Entre os detidos estão o major da reserva Ângelo Denicoli, preso no Espírito Santo, além do tenente-coronel Guilherme Marques de Almeida e do subtenente Giancarlo Gomes Rodrigues, encaminhados ao Batalhão de Polícia do Exército, em Brasília.
Outros dois condenados seguem foragidos: o coronel da reserva Reginaldo Vieira de Abreu e o engenheiro Carlos Cesar Rocha. A defesa de Denicoli criticou a decisão, classificando a prisão como precipitada por ocorrer antes do esgotamento de todos os recursos legais.

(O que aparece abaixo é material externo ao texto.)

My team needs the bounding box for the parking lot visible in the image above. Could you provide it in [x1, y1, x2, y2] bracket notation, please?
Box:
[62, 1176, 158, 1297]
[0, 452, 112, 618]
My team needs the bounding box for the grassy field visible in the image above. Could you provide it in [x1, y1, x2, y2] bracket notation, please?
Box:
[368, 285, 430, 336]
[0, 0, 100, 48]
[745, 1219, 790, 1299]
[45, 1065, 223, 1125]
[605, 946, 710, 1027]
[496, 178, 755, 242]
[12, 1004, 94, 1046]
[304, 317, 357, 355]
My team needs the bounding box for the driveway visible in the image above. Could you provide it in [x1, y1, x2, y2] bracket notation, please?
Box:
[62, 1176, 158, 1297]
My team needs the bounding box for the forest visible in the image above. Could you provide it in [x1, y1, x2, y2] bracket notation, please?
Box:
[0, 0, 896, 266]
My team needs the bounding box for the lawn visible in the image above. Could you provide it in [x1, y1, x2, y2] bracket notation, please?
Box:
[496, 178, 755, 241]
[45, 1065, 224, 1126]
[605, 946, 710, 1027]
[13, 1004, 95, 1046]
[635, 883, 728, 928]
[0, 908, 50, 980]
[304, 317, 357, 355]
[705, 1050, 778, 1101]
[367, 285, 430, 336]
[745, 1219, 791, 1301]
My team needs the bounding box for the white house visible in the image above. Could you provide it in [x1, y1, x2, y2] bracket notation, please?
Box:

Segundo a Procuradoria-Geral da República (PGR), os militares teriam utilizado a estrutura da Agência Brasileira de Inteligência (Abin) para monitorar adversários políticos. As condenações foram definidas em outubro do ano passado.
As penas variam de 13 anos e seis meses a 17 anos de reclusão em regime fechado. Além disso, o STF determinou o pagamento de R$ 30 milhões por danos morais coletivos e declarou a inelegibilidade dos envolvidos.
O tribunal também comunicou o Superior Tribunal Militar para que avalie a perda de patentes e cargos dos militares condenados, o que pode resultar na exclusão definitiva das Forças Armadas.